BLOG TOUR & Review: Truths I Never Told You by Kelly Rimmer @harlequinbooks #GraydonHouse

Truths I Never Told You 
by Kelly Rimmer

Thank you Graydon House for this stop on the blog tour and gifted copy for review.

Publisher: Graydon House
Publish Date: April 14, 2020
352 Pages
Genre: Historical Fiction

After finding disturbing journal pages that suggest her late mother didn't die in a car accident as her father had always maintained, Beth Walsh begins a search for answers to the question -- what really happened to their mother? With the power and relevance of Jodi Picoult and Lisa Jewell, Rimmer pens a provocative novel told by two women a generation apart, the struggles they unwittingly shared, and a family mystery that may unravel everything they believed to be true.

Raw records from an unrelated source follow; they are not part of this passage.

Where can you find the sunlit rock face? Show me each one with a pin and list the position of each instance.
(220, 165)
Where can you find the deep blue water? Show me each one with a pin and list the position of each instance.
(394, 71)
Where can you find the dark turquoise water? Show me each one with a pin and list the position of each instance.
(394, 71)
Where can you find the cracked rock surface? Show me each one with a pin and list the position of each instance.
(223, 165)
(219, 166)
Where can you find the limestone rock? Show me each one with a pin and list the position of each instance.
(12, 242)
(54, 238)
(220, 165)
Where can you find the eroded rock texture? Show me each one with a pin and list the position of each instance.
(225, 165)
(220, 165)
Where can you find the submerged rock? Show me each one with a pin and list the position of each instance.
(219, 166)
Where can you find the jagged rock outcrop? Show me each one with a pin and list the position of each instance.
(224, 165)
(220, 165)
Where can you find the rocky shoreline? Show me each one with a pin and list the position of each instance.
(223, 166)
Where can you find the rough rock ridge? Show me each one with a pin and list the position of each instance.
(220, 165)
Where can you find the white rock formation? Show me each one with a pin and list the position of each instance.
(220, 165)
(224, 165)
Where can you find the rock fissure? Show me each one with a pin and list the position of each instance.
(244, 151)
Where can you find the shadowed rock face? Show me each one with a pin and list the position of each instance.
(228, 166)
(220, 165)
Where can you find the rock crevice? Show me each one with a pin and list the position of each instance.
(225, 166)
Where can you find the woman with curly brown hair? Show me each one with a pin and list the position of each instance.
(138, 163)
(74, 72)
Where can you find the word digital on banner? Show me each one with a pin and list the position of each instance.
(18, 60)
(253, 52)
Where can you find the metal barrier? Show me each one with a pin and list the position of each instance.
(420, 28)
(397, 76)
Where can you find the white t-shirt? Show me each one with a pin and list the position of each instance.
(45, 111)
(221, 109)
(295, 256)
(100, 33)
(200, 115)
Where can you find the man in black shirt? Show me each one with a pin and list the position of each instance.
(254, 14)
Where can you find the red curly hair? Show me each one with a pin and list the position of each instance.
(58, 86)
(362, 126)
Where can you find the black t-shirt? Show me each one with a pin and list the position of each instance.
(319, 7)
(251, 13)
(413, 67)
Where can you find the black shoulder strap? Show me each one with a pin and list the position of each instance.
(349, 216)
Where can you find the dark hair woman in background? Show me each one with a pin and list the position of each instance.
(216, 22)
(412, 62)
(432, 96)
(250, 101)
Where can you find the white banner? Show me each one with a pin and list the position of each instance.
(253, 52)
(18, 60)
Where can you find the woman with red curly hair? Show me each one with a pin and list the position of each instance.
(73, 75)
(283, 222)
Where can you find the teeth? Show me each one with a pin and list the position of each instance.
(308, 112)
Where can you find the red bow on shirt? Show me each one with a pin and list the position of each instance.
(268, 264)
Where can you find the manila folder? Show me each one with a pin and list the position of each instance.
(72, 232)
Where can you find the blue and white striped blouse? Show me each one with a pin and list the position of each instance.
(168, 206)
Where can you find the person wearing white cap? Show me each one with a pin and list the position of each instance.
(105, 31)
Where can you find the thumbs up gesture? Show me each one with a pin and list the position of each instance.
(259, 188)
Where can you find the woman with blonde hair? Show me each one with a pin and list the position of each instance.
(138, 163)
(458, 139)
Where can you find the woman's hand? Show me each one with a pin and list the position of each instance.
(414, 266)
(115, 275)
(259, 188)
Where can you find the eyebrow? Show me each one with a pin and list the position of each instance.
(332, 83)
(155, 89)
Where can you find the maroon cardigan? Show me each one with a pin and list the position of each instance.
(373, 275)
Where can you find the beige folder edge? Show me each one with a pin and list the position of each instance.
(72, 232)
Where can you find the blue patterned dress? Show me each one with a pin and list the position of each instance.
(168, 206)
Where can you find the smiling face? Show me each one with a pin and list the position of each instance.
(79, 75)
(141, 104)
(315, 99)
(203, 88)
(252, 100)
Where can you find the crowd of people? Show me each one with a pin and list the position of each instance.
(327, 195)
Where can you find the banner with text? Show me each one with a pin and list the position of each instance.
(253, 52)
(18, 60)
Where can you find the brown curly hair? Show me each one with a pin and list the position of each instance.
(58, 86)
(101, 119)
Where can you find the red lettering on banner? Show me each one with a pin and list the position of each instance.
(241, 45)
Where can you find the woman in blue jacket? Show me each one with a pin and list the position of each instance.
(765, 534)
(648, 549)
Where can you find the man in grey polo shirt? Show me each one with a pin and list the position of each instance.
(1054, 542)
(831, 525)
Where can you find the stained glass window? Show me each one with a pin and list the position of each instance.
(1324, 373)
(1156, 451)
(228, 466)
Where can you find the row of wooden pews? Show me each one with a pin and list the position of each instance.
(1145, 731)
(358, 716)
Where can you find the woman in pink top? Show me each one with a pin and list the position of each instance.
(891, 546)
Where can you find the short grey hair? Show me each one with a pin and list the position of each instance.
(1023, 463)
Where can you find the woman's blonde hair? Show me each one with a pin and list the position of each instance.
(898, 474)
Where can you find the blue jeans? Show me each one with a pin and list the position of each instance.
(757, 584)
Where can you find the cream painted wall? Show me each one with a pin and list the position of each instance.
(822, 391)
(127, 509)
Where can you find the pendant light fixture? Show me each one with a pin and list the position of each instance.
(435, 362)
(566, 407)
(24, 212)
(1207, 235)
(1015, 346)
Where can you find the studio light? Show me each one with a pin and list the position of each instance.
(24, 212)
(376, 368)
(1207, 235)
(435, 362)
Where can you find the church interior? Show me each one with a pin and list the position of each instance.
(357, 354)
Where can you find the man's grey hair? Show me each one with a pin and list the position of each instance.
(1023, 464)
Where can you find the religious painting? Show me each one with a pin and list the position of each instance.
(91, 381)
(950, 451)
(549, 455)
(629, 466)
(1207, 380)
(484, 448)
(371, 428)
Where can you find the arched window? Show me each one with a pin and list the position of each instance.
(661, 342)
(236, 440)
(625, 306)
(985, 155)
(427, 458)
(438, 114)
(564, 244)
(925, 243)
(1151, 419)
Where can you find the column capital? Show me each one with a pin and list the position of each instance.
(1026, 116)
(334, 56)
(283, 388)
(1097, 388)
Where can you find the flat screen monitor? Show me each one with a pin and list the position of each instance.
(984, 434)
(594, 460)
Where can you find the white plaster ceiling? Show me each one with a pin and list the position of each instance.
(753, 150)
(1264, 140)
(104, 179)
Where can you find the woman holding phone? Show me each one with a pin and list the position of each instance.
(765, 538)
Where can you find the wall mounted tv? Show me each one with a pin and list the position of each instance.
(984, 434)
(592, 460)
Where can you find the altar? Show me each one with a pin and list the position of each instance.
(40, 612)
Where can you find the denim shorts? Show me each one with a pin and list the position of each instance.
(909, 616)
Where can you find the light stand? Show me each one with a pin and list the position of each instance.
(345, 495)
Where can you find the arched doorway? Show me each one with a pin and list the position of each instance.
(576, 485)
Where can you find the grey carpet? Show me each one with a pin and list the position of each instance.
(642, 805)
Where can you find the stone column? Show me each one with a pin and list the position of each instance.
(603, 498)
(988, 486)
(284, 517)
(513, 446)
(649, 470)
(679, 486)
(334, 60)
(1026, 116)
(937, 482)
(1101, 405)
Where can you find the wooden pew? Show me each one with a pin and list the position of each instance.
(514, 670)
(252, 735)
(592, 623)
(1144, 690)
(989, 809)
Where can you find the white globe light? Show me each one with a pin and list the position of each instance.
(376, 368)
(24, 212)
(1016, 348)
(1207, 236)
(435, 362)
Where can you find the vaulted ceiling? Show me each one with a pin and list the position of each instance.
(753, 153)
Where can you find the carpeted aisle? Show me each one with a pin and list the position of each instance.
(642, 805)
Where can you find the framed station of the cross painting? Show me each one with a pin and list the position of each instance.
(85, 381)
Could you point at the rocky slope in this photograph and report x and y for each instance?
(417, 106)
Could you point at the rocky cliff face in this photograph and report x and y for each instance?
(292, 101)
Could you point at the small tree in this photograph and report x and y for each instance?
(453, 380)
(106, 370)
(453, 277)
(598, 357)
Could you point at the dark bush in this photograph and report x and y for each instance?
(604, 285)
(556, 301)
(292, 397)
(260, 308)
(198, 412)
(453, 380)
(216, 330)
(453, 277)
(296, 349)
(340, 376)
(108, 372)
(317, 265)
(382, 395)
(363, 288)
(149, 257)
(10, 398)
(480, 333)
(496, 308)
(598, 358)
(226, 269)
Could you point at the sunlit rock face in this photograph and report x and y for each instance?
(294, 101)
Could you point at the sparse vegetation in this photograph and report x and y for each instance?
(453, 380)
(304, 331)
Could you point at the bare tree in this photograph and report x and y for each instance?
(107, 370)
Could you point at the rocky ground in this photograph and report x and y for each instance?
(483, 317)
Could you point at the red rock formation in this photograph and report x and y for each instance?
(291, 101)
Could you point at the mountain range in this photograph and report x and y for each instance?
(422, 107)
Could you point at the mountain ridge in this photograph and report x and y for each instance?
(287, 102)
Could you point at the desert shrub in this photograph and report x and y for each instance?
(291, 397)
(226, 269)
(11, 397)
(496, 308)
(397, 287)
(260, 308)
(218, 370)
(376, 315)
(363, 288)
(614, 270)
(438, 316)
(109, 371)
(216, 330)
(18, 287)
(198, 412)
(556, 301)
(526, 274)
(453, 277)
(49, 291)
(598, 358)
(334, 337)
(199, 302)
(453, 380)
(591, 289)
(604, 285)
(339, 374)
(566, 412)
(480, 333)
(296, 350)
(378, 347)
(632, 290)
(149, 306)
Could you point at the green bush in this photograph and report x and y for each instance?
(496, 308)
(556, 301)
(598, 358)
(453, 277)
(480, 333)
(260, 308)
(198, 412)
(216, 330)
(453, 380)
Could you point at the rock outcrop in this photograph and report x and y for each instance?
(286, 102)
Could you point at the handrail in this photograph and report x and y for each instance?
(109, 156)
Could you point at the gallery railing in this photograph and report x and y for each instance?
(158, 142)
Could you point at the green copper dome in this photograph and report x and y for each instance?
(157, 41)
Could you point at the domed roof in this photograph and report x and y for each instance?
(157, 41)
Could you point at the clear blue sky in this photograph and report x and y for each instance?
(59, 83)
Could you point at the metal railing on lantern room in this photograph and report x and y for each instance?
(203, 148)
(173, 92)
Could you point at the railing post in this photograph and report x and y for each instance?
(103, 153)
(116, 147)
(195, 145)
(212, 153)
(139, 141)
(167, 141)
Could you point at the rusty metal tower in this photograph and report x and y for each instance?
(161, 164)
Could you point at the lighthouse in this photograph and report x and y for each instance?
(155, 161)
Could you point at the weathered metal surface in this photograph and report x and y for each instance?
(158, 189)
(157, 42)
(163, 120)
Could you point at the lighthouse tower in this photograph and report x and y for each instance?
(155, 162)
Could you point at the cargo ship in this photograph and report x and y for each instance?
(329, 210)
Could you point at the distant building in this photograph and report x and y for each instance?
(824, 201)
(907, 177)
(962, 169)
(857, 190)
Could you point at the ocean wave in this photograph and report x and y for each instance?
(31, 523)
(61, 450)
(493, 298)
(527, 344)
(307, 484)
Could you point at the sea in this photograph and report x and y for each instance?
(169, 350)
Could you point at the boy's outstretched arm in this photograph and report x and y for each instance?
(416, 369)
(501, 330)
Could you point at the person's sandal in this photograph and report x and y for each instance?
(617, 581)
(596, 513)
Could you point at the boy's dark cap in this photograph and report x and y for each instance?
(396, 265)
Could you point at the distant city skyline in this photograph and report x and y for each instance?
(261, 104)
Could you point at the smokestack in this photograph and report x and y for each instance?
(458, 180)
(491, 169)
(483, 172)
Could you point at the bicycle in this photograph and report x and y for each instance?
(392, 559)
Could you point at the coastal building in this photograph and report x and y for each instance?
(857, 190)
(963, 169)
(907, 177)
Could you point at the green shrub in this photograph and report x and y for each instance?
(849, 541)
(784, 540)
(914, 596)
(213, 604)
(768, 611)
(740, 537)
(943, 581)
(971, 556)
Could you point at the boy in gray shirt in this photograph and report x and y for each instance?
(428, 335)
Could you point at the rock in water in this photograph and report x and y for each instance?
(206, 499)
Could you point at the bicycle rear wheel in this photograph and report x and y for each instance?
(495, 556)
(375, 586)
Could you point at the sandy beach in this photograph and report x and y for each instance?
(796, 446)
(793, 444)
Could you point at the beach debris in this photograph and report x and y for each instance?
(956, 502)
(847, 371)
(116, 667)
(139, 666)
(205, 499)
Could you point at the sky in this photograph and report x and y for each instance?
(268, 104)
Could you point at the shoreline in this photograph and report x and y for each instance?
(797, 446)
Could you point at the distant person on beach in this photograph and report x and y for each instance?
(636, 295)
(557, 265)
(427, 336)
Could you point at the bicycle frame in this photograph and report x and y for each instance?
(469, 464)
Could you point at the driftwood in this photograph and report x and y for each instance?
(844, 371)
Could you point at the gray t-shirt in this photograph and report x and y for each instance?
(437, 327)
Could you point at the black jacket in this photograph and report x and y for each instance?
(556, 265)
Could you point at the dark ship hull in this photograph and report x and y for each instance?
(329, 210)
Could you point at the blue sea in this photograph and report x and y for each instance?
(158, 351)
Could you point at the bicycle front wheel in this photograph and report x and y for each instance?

With her father recently moved to a care facility because of worsening signs of dementia, Beth Walsh volunteers to clear out the family home to prepare it for sale. Why shouldn’t she be the one, after all? Her three siblings are all busy with their families and successful careers, and Beth is on maternity leave after giving birth to Noah, their miracle baby. It took her and her husband Hunter years to get pregnant, but now that they have Noah, Beth can only feel panic. And leaving Noah with her in-laws while she pokes about in their father’s house gives her a perfect excuse not to have to deal with motherhood.

Beth is surprised to discover the door to their old attic playroom padlocked, and even more shocked to see what’s behind it – a hoarder’s mess of her father’s paintings, mounds of discarded papers, and miscellaneous junk. Her father was the most fastidious, everything-in-its-place man, and this chaos makes no sense. As she picks through the clutter, she finds a handwritten note attached to one of the paintings, in what appears to be in her late mother’s handwriting. Beth and her siblings grew up believing Grace Walsh died in a car accident when they were little more than toddlers, but this note suggests something much darker may be true. A frantic search uncovers more notes, seemingly a series of loose journal entries that paint a very disturbing portrait of a woman in profound distress, and of a husband that bears very little resemblance to the father Beth and her siblings know.

A fast-paced, harrowing look at the fault in memories and the lies that can bond families together - or tear them apart.

Kelly Rimmer is the worldwide and USA TODAY bestselling author of Before I Let You Go, Me Without You, and The Secret Daughter. She lives in rural Australia with her husband, two children and fantastically naughty dogs, Sully and Basil. Her novels have been translated into more than twenty languages. Please visit her at 

Facebook: @Kellymrimmer
Twitter: @KelRimmerWrites
Instagram: @kelrimmerwrites My Review:
Rimmer is by far one of my favorite historical fiction authors. In this particular story, she distinctly tells the story of two different generations, the societal pressures put on them in their own times and the very real feelings and actions that come with post partum depression. I find Rimmer's writing style riveting. She keeps the pace moving and really pulls you into the story. I wasn't as connected with this story as I have been with others she has written. Could be the subject matter. I don't know. I do feel like since each generation was dealing with the same issues, the story tended to feel a bit repetitive and to be quite honest, it was hard to remain in the heads of these women with their thoughts. I realize that maybe the uncomfortableness is the point and I'm ok with being uncomfortable, I just couldn't feel myself caring as much as I wanted to.

Rimmer does touch on some very big subjects within this read.  I think, for me, it just didn't quite come together as seamlessly as it could have.. it was utter convenience or utter difficulties.  I needed something to fit more in the middle. We all know that not all books are for everyone.  I look forward to the next read from this author.  I did find myself flying through this book, I just wish I had felt more connected.